The benchmark Nikkei shed 70.70 points to 9,532.05 and has gained roughly 8 percent this month, its best monthly performance since March, helped by intervention by Japanese authorities to weaken the yen on Sept. 17.
There has also been speculation that Japanese authorities intervened again on Friday.
Much of the Nikkei's dip on Tuesday was believed to be due to an "ex-dividend effect", given that Monday was the last day for investors to buy many Japanese stocks and still get dividends on them for the half year that ends this month, analysts said.
Support for the benchmark was expected to stay solid near 9,450, the level of its 75-day moving average.
Despite this month's gains, the Nikkei has gained only some 1.6 percent this quarter
The broader Topix shed 0.6 percent to 844.22 on Tuesday.
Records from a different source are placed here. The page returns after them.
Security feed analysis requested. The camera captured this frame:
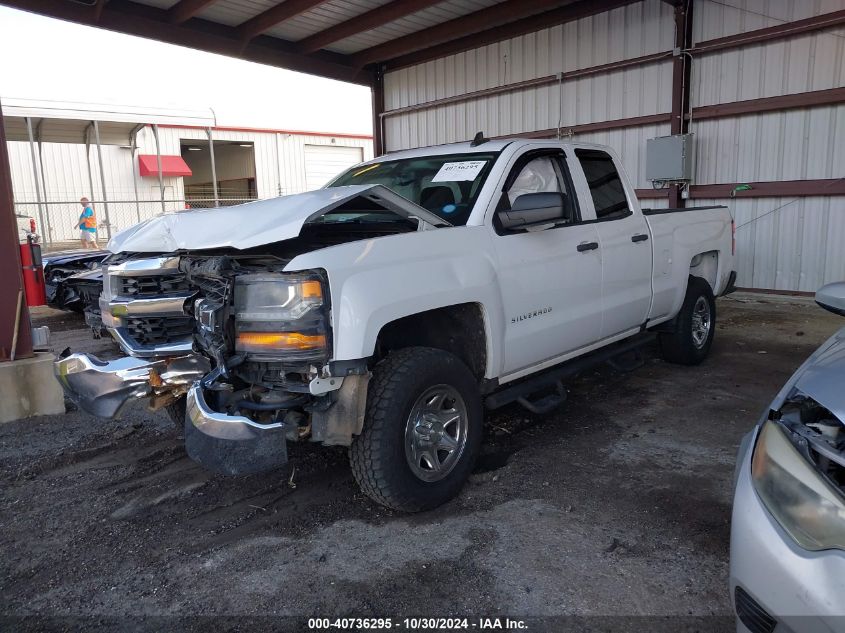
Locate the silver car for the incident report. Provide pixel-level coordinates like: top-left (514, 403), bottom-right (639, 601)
top-left (730, 282), bottom-right (845, 633)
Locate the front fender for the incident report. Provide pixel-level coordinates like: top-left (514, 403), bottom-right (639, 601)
top-left (285, 226), bottom-right (504, 378)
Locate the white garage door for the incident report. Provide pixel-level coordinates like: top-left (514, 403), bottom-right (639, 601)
top-left (305, 145), bottom-right (364, 191)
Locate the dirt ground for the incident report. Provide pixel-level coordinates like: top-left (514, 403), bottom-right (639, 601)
top-left (0, 294), bottom-right (845, 631)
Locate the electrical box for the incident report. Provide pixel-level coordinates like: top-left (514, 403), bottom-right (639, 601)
top-left (645, 134), bottom-right (693, 183)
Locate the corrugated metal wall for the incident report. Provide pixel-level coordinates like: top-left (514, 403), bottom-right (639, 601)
top-left (383, 0), bottom-right (845, 291)
top-left (384, 0), bottom-right (674, 151)
top-left (8, 127), bottom-right (373, 243)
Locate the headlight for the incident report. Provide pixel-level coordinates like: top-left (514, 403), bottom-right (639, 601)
top-left (235, 273), bottom-right (328, 360)
top-left (751, 421), bottom-right (845, 550)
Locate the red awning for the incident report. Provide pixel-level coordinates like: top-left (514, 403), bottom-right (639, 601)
top-left (138, 154), bottom-right (193, 177)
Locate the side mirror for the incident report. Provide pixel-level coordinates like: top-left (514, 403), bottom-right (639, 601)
top-left (816, 281), bottom-right (845, 316)
top-left (498, 193), bottom-right (563, 229)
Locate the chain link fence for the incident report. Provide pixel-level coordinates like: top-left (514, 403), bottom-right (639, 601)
top-left (15, 190), bottom-right (257, 251)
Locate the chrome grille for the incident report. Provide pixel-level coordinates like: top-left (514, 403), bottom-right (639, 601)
top-left (117, 275), bottom-right (190, 297)
top-left (100, 256), bottom-right (196, 356)
top-left (124, 316), bottom-right (194, 347)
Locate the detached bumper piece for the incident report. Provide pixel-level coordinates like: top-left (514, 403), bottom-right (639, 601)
top-left (54, 354), bottom-right (211, 418)
top-left (185, 383), bottom-right (288, 475)
top-left (734, 587), bottom-right (777, 633)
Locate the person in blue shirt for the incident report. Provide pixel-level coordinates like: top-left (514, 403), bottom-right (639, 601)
top-left (79, 198), bottom-right (100, 250)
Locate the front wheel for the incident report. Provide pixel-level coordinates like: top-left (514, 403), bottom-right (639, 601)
top-left (659, 276), bottom-right (716, 365)
top-left (349, 347), bottom-right (483, 512)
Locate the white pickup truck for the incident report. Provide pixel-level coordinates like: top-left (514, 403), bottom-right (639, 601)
top-left (56, 140), bottom-right (735, 511)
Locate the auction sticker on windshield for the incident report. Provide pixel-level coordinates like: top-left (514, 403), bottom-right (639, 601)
top-left (431, 160), bottom-right (487, 182)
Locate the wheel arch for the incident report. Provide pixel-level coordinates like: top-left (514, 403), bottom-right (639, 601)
top-left (374, 302), bottom-right (490, 382)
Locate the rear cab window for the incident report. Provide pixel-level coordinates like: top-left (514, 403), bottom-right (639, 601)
top-left (575, 148), bottom-right (632, 220)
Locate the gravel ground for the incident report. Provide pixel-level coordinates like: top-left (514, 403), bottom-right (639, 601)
top-left (0, 294), bottom-right (843, 631)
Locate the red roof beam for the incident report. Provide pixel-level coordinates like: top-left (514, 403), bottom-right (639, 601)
top-left (237, 0), bottom-right (326, 41)
top-left (296, 0), bottom-right (443, 53)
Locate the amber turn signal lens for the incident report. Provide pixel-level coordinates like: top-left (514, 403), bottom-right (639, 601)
top-left (300, 281), bottom-right (323, 299)
top-left (241, 332), bottom-right (326, 350)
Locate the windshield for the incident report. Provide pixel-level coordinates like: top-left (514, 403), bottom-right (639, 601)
top-left (328, 152), bottom-right (498, 226)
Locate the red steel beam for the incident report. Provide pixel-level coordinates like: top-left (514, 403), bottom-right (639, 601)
top-left (0, 105), bottom-right (32, 361)
top-left (692, 88), bottom-right (845, 120)
top-left (689, 10), bottom-right (845, 54)
top-left (372, 0), bottom-right (639, 70)
top-left (385, 51), bottom-right (672, 116)
top-left (669, 0), bottom-right (693, 208)
top-left (491, 112), bottom-right (672, 139)
top-left (370, 69), bottom-right (387, 156)
top-left (636, 178), bottom-right (845, 200)
top-left (237, 0), bottom-right (326, 40)
top-left (296, 0), bottom-right (443, 53)
top-left (0, 0), bottom-right (372, 86)
top-left (167, 0), bottom-right (215, 24)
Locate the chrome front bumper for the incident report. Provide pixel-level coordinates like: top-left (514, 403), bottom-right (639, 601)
top-left (185, 383), bottom-right (288, 475)
top-left (54, 354), bottom-right (211, 418)
top-left (54, 354), bottom-right (287, 475)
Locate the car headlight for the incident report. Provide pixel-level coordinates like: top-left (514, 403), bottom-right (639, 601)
top-left (751, 421), bottom-right (845, 550)
top-left (235, 273), bottom-right (328, 361)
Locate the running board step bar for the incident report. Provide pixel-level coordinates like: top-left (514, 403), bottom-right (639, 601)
top-left (484, 332), bottom-right (655, 413)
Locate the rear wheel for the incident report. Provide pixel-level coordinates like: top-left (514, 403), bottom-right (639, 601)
top-left (350, 347), bottom-right (483, 512)
top-left (660, 276), bottom-right (716, 365)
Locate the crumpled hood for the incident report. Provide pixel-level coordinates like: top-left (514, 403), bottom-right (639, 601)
top-left (795, 328), bottom-right (845, 423)
top-left (108, 185), bottom-right (448, 253)
top-left (770, 327), bottom-right (845, 422)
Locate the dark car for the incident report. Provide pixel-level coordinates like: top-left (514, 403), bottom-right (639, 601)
top-left (42, 250), bottom-right (109, 312)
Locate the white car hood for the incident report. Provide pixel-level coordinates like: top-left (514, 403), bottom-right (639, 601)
top-left (108, 185), bottom-right (449, 253)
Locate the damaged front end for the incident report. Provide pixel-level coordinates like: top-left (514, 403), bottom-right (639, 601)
top-left (56, 249), bottom-right (368, 474)
top-left (56, 185), bottom-right (448, 473)
top-left (751, 329), bottom-right (845, 551)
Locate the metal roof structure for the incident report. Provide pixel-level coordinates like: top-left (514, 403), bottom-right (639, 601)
top-left (3, 99), bottom-right (215, 145)
top-left (0, 0), bottom-right (635, 86)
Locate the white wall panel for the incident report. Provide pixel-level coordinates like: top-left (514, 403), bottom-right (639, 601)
top-left (693, 0), bottom-right (845, 42)
top-left (691, 105), bottom-right (845, 184)
top-left (690, 29), bottom-right (845, 106)
top-left (385, 0), bottom-right (674, 110)
top-left (695, 196), bottom-right (845, 292)
top-left (385, 62), bottom-right (671, 151)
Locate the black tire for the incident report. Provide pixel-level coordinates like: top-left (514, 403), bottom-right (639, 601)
top-left (659, 275), bottom-right (716, 365)
top-left (164, 396), bottom-right (187, 433)
top-left (349, 347), bottom-right (484, 512)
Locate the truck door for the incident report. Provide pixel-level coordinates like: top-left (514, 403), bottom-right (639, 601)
top-left (493, 148), bottom-right (602, 378)
top-left (575, 148), bottom-right (652, 338)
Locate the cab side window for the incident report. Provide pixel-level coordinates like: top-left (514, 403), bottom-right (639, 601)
top-left (493, 150), bottom-right (579, 235)
top-left (508, 156), bottom-right (563, 206)
top-left (575, 149), bottom-right (631, 220)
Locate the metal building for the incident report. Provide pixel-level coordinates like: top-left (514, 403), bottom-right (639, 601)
top-left (0, 0), bottom-right (845, 291)
top-left (3, 100), bottom-right (373, 246)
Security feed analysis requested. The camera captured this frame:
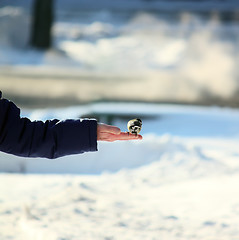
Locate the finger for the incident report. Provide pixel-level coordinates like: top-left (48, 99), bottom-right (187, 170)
top-left (98, 123), bottom-right (121, 134)
top-left (98, 132), bottom-right (142, 142)
top-left (116, 132), bottom-right (143, 140)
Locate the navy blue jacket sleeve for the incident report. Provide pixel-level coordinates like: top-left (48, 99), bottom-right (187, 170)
top-left (0, 92), bottom-right (97, 159)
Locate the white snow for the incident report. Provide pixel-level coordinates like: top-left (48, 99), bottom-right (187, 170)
top-left (0, 103), bottom-right (239, 240)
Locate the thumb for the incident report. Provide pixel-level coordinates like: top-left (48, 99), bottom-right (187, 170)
top-left (98, 123), bottom-right (121, 135)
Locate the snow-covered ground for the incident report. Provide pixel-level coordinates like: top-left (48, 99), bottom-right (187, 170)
top-left (0, 104), bottom-right (239, 240)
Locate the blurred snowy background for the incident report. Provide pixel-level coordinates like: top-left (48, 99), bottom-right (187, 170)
top-left (0, 0), bottom-right (239, 107)
top-left (0, 0), bottom-right (239, 240)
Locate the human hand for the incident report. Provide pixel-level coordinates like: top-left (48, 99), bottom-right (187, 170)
top-left (97, 123), bottom-right (142, 142)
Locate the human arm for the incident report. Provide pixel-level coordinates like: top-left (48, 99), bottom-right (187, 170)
top-left (0, 93), bottom-right (97, 159)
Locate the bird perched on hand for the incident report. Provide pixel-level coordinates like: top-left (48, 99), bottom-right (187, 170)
top-left (127, 118), bottom-right (142, 136)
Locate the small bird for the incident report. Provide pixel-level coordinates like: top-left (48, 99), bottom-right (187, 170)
top-left (127, 118), bottom-right (142, 136)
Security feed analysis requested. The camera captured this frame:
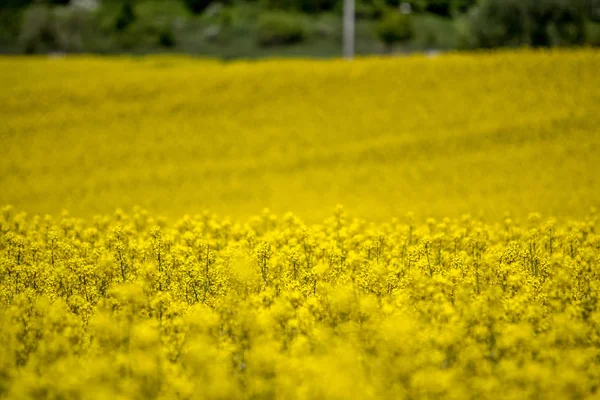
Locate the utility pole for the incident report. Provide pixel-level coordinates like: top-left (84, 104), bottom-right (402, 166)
top-left (344, 0), bottom-right (355, 60)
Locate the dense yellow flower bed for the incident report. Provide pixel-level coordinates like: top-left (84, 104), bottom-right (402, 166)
top-left (0, 50), bottom-right (600, 222)
top-left (0, 49), bottom-right (600, 400)
top-left (0, 207), bottom-right (600, 399)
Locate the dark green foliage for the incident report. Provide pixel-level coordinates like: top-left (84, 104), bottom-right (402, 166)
top-left (258, 11), bottom-right (306, 46)
top-left (19, 4), bottom-right (92, 53)
top-left (115, 0), bottom-right (136, 32)
top-left (375, 11), bottom-right (414, 50)
top-left (261, 0), bottom-right (341, 14)
top-left (158, 27), bottom-right (177, 48)
top-left (404, 0), bottom-right (477, 17)
top-left (183, 0), bottom-right (213, 14)
top-left (469, 0), bottom-right (587, 47)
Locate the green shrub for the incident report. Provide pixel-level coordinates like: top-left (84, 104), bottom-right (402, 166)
top-left (19, 5), bottom-right (58, 53)
top-left (585, 21), bottom-right (600, 47)
top-left (258, 12), bottom-right (306, 46)
top-left (375, 11), bottom-right (414, 50)
top-left (184, 0), bottom-right (218, 14)
top-left (261, 0), bottom-right (342, 14)
top-left (19, 4), bottom-right (92, 53)
top-left (158, 26), bottom-right (177, 48)
top-left (0, 9), bottom-right (23, 43)
top-left (115, 0), bottom-right (136, 32)
top-left (468, 0), bottom-right (587, 47)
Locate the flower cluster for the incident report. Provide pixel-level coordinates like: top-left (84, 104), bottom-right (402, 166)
top-left (0, 207), bottom-right (600, 399)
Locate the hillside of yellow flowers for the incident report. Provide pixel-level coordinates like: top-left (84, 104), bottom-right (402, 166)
top-left (0, 207), bottom-right (600, 399)
top-left (0, 49), bottom-right (600, 222)
top-left (0, 49), bottom-right (600, 400)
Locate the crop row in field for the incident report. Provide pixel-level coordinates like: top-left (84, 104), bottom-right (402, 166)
top-left (0, 207), bottom-right (600, 399)
top-left (0, 50), bottom-right (600, 221)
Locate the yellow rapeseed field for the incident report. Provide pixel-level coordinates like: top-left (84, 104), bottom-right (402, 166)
top-left (0, 50), bottom-right (600, 222)
top-left (0, 49), bottom-right (600, 400)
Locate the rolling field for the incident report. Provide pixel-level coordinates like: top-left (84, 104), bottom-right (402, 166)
top-left (0, 50), bottom-right (600, 400)
top-left (0, 51), bottom-right (600, 222)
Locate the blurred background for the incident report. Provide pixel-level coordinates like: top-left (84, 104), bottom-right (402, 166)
top-left (0, 0), bottom-right (600, 59)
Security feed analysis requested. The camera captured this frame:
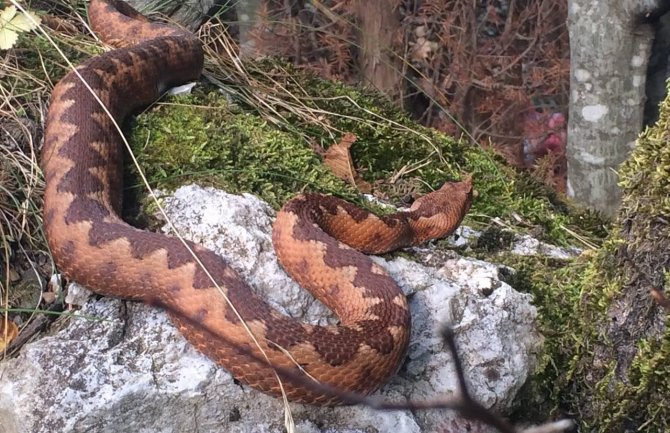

The dollar was unchanged at 84.32 yen after falling as low as 84.11 yen on Monday, its weakest since the Sept. 17 intervention.
Shares of Takefuji Corp were untraded and overwhelmed with sell orders for a second day after sources said the money lender plans to file for bankruptcy on Tuesday with $5.2 billion in debt.
Sell orders for the stock came at 116 yen, compared with its Friday close of 171 yen.
On Monday, the stock was initially suspended by the Tokyo Stock Exchange after Japanese media reported that Takefuji was headed for bankruptcy. Once trade resumed near the end of the session, the stock remained untraded due to a glut of sell orders.
Other consumer lenders were mixed after falling sharply on Tuesday, with Aiful Corp flat and Acom up 1.9 percent to 1,370 yen. But Promise fell 1.6 percent to 678 yen.
A number of exporters slipped as well, hurt by a dip in New York shares, with Kyocera Corp down 1.5 percent to 8,060 yen and Sony Corp shedding 0.6 percent to 2,606 yen.